Limitations and Future Directions

This research comes with limitations. There is a low representation of identities that have experienced all dimensions of the institutional GAP (4 people out of 25 had affirming-surgeries, and 6 out of 25 had changed their documents). Due to the complexity of the GAP in Italy, the paper did not provide an analysis of the differences between undertaking a GAP with private professionals and a GAP at a public center; instead, we preferred to focus on the common points of these two paths. Future research could investigate the experiences of TGD people with different kinds of services for the affirmation of gender in Italy and/or in other countries. Furthermore, our study does not consider the chronosystem level, which could be an interesting perspective for future research, highlighting how the possibility of affirmation changes over time. Investigating generational differences in this sense could provide interesting insight. Indeed, the age of our participants, which is very homogeneous, probably partly due to the online sampling methods, did not allow to explore differences related to age of participants. For future research, it would be also important to consult other actors directly of the microsystems that are part the ecological model such as family members and professionals.

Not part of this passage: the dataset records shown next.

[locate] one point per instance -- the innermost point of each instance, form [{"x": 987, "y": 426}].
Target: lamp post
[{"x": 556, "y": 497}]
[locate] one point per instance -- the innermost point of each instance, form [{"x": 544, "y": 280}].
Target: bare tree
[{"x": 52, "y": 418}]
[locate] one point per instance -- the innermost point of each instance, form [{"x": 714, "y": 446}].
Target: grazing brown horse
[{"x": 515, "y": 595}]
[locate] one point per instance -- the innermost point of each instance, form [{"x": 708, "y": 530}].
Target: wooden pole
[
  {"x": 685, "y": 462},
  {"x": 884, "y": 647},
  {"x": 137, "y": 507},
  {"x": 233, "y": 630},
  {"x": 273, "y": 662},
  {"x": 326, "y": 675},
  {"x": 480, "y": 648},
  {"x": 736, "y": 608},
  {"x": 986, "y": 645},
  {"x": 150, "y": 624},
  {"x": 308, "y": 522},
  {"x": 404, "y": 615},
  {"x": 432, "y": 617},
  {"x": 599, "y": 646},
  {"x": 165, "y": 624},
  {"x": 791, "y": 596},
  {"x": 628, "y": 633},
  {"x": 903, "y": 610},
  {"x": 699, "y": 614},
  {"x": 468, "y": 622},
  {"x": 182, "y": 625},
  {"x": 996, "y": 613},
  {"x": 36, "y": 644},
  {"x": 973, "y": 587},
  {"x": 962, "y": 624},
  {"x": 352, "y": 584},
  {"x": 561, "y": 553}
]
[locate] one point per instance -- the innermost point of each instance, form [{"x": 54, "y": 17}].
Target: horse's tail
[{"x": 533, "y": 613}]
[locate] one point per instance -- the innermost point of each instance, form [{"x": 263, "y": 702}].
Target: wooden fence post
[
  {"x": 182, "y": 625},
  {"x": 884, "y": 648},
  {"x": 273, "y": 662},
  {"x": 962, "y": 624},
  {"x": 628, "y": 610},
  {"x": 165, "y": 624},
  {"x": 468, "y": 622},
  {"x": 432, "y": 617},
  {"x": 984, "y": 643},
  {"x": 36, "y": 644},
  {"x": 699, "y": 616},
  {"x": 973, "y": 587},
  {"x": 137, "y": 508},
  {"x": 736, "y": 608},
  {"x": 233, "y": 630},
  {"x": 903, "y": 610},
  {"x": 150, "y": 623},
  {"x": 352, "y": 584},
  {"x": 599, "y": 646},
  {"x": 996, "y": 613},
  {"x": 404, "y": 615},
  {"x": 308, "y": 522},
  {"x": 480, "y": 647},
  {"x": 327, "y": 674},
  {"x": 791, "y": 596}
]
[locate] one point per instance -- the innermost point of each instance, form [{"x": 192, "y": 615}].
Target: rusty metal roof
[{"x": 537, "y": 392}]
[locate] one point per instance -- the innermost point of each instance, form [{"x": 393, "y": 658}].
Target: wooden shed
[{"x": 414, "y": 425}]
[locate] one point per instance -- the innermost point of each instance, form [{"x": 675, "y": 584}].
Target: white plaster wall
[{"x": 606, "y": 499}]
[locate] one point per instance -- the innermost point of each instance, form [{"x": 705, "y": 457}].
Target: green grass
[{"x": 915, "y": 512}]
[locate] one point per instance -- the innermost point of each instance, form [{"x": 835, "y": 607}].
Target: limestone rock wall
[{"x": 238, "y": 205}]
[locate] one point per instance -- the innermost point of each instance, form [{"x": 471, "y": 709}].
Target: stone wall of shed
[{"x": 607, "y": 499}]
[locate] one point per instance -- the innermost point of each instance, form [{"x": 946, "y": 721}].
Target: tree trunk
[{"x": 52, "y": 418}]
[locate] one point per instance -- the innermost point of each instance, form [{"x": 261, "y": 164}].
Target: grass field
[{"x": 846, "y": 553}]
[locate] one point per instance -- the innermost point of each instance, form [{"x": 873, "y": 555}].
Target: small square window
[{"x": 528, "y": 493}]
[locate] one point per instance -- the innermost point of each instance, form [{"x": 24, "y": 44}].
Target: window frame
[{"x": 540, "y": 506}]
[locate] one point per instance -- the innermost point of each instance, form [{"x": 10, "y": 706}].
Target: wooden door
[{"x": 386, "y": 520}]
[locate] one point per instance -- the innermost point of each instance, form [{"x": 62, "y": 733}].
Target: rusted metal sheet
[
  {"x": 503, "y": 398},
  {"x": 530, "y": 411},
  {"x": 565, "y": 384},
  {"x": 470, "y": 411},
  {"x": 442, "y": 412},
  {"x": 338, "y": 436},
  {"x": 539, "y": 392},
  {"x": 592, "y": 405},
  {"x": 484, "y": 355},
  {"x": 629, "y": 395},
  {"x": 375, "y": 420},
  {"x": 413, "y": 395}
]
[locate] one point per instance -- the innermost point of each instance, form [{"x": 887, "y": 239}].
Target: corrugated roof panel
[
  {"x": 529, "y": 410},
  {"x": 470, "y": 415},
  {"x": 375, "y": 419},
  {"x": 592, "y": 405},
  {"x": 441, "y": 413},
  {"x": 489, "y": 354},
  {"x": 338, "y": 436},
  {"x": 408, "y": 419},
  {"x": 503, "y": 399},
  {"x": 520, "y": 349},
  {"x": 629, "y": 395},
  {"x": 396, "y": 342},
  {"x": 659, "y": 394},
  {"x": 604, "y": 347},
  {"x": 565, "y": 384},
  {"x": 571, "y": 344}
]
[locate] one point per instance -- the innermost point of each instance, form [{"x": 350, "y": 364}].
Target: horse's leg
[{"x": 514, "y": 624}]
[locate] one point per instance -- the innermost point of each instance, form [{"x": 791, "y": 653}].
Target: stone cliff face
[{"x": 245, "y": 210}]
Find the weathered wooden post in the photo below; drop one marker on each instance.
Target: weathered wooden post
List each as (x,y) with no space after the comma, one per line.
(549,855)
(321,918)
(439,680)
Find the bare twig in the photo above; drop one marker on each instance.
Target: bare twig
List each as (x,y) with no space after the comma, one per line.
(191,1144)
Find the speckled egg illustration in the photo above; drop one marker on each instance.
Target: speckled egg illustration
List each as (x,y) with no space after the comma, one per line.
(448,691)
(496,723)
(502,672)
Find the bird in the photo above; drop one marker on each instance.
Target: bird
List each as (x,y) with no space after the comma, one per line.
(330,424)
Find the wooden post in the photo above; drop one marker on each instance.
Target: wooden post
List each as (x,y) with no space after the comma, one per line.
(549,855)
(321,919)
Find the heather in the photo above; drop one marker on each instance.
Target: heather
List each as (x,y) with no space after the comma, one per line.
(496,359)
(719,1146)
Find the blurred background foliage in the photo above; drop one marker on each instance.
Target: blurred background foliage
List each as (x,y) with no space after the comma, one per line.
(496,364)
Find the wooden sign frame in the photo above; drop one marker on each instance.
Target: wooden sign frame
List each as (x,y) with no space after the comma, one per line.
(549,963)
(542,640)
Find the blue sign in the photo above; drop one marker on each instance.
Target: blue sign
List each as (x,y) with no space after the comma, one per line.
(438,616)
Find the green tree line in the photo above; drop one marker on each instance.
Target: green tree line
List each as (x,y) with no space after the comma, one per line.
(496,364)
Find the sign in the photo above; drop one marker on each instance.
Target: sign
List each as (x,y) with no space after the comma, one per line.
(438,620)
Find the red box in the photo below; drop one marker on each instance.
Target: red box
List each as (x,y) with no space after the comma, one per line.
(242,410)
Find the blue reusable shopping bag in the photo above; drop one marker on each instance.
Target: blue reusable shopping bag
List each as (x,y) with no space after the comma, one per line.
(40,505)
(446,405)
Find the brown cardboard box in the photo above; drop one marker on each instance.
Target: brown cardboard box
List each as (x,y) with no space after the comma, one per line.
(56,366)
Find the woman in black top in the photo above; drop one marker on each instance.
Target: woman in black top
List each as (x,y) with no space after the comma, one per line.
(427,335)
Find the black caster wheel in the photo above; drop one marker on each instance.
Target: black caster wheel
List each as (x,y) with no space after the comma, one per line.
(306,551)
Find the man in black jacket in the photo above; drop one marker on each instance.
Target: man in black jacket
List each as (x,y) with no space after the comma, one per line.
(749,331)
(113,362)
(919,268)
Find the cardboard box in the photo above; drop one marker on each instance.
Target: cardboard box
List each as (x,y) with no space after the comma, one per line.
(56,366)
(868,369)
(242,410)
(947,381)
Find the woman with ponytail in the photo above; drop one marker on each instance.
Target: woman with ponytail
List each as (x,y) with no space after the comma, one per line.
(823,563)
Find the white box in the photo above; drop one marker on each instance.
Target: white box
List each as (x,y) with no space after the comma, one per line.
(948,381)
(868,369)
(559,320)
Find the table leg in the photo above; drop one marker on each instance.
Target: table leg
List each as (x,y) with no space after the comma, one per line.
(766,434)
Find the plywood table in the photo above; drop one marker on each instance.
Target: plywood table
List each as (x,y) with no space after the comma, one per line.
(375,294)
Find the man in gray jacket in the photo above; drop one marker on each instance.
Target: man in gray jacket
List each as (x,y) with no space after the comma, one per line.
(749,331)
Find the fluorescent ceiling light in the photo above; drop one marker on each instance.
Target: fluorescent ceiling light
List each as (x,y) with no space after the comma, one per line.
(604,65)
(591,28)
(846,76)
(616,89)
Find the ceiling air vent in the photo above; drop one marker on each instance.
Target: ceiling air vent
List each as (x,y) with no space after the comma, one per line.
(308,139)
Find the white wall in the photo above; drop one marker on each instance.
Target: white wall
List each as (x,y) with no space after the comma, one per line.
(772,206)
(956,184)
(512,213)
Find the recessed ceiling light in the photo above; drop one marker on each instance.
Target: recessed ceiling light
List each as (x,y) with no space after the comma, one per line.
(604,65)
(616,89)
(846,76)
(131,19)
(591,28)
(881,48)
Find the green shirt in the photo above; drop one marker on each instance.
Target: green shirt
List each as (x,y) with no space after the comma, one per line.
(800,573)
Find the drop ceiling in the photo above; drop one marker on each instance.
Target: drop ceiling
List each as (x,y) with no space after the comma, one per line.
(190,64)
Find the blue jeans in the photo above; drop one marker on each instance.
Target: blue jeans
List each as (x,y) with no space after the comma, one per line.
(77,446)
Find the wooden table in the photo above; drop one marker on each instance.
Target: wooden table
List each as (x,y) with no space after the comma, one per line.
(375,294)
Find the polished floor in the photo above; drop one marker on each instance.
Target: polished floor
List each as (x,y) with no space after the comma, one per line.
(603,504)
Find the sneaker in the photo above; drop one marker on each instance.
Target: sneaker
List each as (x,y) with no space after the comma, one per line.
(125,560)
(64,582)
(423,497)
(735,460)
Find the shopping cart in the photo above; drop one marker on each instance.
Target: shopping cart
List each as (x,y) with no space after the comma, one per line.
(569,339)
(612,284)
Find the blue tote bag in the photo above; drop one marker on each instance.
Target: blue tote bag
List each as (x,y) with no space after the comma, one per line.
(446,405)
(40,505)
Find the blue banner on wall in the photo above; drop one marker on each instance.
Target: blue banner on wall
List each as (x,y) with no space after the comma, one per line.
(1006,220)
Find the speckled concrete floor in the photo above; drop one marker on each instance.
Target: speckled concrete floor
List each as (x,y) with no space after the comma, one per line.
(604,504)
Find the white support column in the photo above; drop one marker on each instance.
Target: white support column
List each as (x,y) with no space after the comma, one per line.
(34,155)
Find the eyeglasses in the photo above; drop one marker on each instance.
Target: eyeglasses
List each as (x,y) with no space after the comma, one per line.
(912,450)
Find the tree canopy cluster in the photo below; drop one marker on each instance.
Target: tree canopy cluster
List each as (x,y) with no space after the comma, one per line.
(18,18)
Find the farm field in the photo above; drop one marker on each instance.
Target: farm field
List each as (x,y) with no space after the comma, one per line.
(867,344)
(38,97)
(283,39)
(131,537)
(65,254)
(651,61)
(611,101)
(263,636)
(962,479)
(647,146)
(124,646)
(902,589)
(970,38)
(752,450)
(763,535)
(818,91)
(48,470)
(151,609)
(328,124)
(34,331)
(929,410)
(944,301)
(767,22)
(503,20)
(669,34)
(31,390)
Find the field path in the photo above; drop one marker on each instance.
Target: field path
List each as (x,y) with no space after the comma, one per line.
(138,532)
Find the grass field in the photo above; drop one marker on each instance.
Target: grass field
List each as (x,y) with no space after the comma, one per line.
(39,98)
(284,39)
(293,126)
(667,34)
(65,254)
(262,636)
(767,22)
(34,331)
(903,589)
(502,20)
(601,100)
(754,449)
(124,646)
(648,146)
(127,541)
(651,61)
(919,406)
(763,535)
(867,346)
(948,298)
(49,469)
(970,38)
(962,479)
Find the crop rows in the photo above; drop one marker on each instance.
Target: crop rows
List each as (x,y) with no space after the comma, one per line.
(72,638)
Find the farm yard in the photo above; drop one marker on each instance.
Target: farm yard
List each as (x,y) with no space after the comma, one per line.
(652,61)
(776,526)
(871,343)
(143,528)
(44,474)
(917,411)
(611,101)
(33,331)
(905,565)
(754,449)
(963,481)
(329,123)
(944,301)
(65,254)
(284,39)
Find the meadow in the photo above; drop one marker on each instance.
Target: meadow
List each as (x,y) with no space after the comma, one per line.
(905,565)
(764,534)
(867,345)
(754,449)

Despite the limitations, our research suggests that the current institutional Italian GAP is far from meeting the needs of the TGD population and, at times, can be an additional source of stress that negatively impacts mental health and well-being of TGD population. GAP should be a pathway based on self-determination capable of giving supportive tools for well-being, rather than posing additional challenges. The GAP should be a turning point in addressing the medical, psychological, and social needs of this population.